Con razón un maestro de letras hispánicas en los Estados Unidos ha dicho
que sus horas de clase se le van en servir de intérprete entre
latinoamericanos de distintos países. Llama la atención que el verbo pasar
tenga cincuenta y cuatro significados, mientras en la república del Ecuador
tienen ciento cinco nombres para el órgano sexual masculino, y en cambio
la palabra condoliente, que se explica por sí sola, y que tanta falta nos
hace, aún no se ha inventado. A un joven periodista francés lo deslumbran
los hallazgos poéticos que encuentra a cada paso en nuestra vida
doméstica. Que un niño desvelado por el balido intermitente y triste de un
cordero, dijo: «Parece un faro». Que una vivandera de la Guajira
colombiana rechazo un cocimiento de toronjil porque le supo a Viernes
Santo. Que Don Sebastián de Covarrubias, en su diccionario memorable,
nos dejó escrito de su puño y letra que el amarillo es el color de los
enamorados. ¿Cuántas veces no hemos probado nosotros mismos un café
que sabe a ventana, un pan que sabe a rincón, una cereza que sabe a
beso?
Ejemplificación
Son pruebas al canto de la inteligencia de una lengua que desde hace
tiempos no cabe en su pellejo. Pero nuestra contribución no debería ser la
de meterla en cintura, sino al contrario, liberarla de sus fierros normativos
para que entre en el siglo veintiuno como Pedro por su casa.
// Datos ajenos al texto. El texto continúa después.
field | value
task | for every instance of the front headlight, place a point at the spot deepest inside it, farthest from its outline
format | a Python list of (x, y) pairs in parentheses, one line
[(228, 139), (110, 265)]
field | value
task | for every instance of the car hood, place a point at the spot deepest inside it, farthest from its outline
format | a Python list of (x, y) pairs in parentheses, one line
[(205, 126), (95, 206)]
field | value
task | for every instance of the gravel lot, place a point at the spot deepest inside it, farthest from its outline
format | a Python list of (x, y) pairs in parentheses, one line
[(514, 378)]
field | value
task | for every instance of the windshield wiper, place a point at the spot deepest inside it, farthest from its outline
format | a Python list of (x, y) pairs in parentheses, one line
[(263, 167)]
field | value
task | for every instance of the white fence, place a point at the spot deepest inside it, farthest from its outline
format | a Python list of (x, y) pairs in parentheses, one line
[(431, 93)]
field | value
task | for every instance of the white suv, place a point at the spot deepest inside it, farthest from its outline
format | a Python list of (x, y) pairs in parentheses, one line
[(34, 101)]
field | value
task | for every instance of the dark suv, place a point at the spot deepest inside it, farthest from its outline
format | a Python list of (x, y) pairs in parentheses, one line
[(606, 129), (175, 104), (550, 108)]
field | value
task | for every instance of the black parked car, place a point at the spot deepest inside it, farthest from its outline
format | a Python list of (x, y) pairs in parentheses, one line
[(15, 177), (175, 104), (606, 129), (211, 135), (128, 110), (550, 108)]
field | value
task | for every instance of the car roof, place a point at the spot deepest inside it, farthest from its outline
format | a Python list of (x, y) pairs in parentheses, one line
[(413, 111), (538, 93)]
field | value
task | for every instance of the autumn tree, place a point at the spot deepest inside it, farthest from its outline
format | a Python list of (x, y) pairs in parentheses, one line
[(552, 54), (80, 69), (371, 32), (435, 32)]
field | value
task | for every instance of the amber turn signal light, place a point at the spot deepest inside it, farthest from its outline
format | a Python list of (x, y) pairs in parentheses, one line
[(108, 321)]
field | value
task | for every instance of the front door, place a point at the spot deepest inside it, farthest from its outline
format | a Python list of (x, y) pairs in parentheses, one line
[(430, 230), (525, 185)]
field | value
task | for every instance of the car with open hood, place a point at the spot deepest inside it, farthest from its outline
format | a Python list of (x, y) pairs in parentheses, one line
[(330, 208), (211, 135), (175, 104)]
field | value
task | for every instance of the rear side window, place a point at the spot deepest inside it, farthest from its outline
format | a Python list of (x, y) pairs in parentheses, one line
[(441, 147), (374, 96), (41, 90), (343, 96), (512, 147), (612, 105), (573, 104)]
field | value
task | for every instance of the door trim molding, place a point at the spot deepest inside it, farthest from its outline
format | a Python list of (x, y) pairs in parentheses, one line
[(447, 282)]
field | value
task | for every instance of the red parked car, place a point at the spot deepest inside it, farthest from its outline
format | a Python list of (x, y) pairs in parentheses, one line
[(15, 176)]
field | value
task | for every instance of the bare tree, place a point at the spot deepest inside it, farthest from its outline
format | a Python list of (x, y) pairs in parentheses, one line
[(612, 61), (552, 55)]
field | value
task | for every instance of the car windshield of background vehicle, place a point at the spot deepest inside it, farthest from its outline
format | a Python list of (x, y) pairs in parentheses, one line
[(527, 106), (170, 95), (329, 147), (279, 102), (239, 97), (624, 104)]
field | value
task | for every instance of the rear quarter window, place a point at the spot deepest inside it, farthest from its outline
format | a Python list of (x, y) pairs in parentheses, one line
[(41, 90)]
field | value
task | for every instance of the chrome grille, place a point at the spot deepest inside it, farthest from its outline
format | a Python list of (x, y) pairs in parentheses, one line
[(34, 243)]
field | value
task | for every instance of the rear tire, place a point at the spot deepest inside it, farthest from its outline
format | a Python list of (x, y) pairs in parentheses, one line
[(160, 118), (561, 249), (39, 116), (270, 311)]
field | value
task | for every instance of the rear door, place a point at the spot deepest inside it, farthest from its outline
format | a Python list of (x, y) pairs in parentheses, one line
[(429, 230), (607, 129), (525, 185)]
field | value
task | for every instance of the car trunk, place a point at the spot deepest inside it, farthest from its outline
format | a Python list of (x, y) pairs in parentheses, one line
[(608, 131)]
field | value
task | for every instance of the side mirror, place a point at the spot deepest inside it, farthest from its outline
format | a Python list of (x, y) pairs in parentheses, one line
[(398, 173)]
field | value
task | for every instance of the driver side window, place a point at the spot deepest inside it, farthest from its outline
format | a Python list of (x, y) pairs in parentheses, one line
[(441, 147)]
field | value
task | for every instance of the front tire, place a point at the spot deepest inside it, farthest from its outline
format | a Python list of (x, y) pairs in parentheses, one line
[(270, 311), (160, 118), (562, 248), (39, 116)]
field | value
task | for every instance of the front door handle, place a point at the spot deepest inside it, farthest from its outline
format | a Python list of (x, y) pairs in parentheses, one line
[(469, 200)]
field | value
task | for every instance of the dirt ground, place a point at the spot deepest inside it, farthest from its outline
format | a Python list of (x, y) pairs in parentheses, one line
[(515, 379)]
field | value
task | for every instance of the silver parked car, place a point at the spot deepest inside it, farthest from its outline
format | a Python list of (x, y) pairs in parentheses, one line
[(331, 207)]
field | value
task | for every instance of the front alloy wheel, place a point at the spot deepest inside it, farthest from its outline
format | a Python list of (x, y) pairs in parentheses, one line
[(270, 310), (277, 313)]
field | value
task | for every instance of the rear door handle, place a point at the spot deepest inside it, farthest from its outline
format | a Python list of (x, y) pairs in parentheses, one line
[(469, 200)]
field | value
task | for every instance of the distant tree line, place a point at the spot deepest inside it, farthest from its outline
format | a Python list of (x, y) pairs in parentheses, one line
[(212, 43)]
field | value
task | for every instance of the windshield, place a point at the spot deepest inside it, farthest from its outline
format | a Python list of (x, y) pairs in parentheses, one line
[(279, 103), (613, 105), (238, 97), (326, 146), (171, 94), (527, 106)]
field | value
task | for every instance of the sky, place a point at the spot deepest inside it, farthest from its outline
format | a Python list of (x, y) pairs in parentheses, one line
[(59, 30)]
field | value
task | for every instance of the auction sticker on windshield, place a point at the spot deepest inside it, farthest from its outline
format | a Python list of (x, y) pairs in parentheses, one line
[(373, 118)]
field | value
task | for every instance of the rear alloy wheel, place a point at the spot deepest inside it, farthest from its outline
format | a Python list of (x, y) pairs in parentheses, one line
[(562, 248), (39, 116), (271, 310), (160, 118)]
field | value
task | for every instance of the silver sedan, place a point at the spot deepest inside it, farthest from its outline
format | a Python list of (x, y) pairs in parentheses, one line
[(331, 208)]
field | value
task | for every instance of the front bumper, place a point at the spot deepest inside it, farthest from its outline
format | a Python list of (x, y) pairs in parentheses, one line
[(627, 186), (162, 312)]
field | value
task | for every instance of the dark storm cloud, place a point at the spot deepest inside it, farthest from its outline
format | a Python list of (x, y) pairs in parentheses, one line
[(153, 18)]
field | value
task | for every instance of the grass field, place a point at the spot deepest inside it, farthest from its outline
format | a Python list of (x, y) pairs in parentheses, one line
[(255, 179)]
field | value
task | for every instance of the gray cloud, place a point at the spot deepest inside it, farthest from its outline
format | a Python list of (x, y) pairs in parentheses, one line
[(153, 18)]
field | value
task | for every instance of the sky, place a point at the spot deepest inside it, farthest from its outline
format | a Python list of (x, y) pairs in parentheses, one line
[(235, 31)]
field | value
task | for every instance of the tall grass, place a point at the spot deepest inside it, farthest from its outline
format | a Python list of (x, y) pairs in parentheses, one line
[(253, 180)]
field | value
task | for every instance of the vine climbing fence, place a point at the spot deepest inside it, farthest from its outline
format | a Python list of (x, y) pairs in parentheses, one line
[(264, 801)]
En ese sentido, me atrevería a sugerir ante esta sabia audiencia que
simplifiquemos la gramática antes de que la gramática termine
por simplificarnos a nosotros. Humanicemos sus leyes,
aprendamos de las lenguas indígenas a las que tanto debemos lo
mucho que tienen todavía para enseñarnos y enriquecernos,
asimilemos pronto y bien los neologismos técnicos y científicos
antes de que se nos infiltren sin digerir, negociemos de buen
corazón con los gerundios bárbaros, los ques endémicos, el
dequeísmo parasitario, y devolvamos al subjuntivo presente el
esplendor de sus esdrújulas: váyamos en vez de vayamos,
cántemos en vez de cantemos, o el armonioso muéramos en vez
del siniestro muramos. Jubilemos la ortografía, terror del ser
humano desde la cuna: enterremos las haches rupestres,
firmemos un tratado de límites entre la ge y jota, y pongamos más
uso de razón en los acentos escritos, que al fin y al cabo nadie ha
de leer lagrima donde diga lágrima ni confundirá revolver con
revólver. ¿Y qué de nuestra be de burro y nuestra ve de vaca, que
los abuelos españoles nos trajeron como si fueran dos y siempre
sobra una?
Conclusión
Son preguntas al azar, por supuesto, como
botellas arrojadas a la mar con la esperanza
de que le lleguen al dios de las palabras. A
no ser que por estas osadías y desatinos,
tanto él como todos nosotros terminemos
por lamentar, con razón y derecho, que no
me hubiera atropellado a tiempo aquella
bicicleta providencial de mis doce años.